И теперь, сидя здесь, в этом ветхом и чистом храме бога Луны, который был так же богом сновидений, смерти и возрождения, он вспоминал звонкое эхо среди холодного мрамора Отрасмера в Унтеленейсе с его отдельными башнями для каждого из богов. Так как в храме Ули не было места для полных государственных похорон, гроб с телом Ченело был установлен под центральным куполом, где когда-то отпевали Императрицу Пажиро и Императрицу Лэшань. Вместо одного прелата, там суетилось целое стадо священников и каноников, окружавших Архипрелата в красных одеждах, источающих облака ладана, а вокруг неподвижно высилась толпа белокурых бледных эльфов в сложных черных одеждах, которые стояли и слушали безмолвно и безразлично.
Здесь тишину иногда нарушали звуки подавленных рыданий, шелест ткани о ткань, когда один из скорбящих утешал другого.

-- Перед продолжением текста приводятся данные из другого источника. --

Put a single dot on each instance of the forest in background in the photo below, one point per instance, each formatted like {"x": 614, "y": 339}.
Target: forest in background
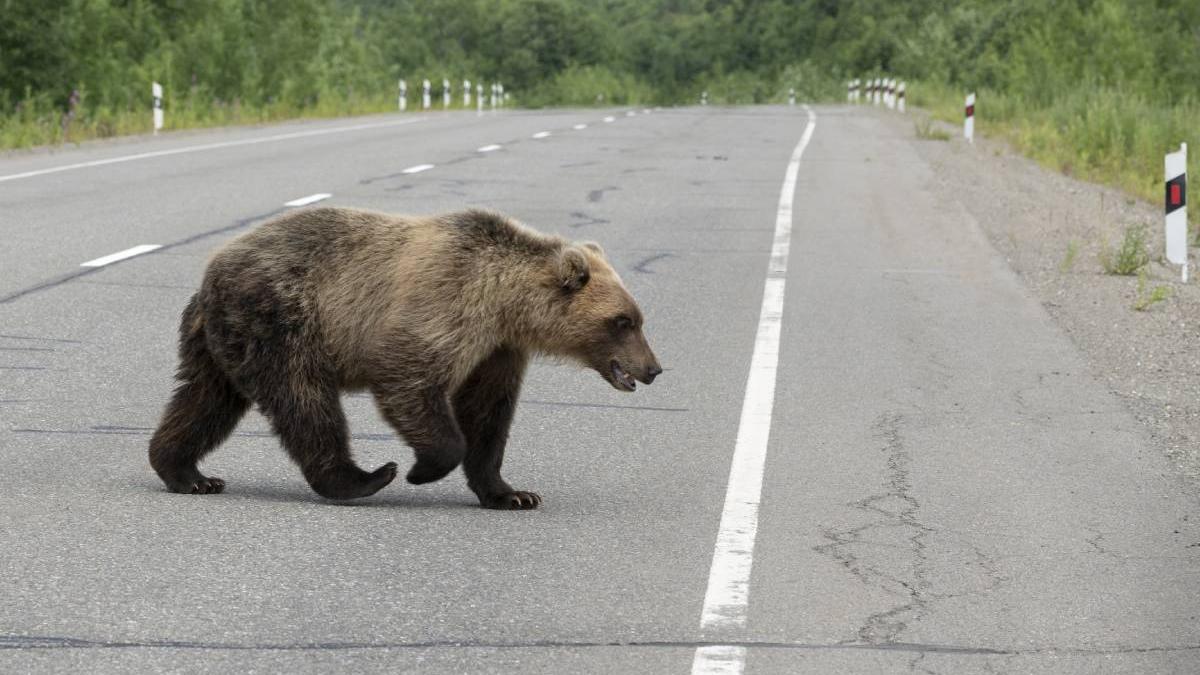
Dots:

Однажды над головами людей взвился вопль ребенка, осознавшего потерю, и быстро расступившись, люди дали дорогу отцу, выносившему на руках из храма плачущую девочку. Никто, подумал Майя, не знает, как много все это значит для него.
Он вспомнил, как стоял тихий с окаменевшим взглядом рядом с дамой, которой досталось неблагодарное занятие присматривать за сиротой на похоронах. Хотя Ченело тщательно внушала ему беспристрастное отношение к своему браку, тем не менее, безграничная любовь к матери приблизила его к истине ближе, чем она когда-либо хотела допустить. Во всем происходящем был виноват его отец и двор его отца, и он представлял себе, как все они обрадуются, увидев его плачущим. Вот почему он не плакал у гроба матери, хотя потом плакал каждую ночь в течение многих недель в своей холодной и затхлой спальне в Эдономее. Он подумал, что мог сильно испугать своей печалью ту даму, и мысленно отметил, что нужно попросить Цевета разыскать ее, если это возможно.
В отличие от бесконечной церемонии похорон Ченело, которая так же ожидала теперь Варенечибела и трех его сыновей, прелат Улимера использовал короткую форму. Самой длинной ее частью был перечень погибших и их скорбящих родственников. С застенчивой неуверенностью взглянув на Майю, прелат добавил в конце:
— Император Варенечибел Четвертый, Немолис Драхар, Назира Драхар, Кирис Драхар, отец и братья Императора Эдрехазивара Седьмого.
Сморгнув внезапно набежавшие слезы, Майя поклонился прелату поверх сложенных у груди ладоней, как это делал каждый из скорбящих, не обращая внимание на неодобрительное сопение Бешелара у левого локтя.
После окончания службы Майе стало ясно, что прелат и община будут смущены зрелищем своего Императора, пробирающегося сквозь высокую траву к двенадцати свежевырытым могилам. Освободиться от этой обязанности не составило труда, надо было только вручить бразды правления в руки Бешелара, и тот с величайшей помпезностью завершил их визит. Майя улыбнулся прелату, и прелат улыбнулся в ответ. Бешелар доставил Императора к повозке, решительно оттеснив Калу назад. Кучер щелкнул кнутом над лошадиными спинами, и они тронулись в обратный путь.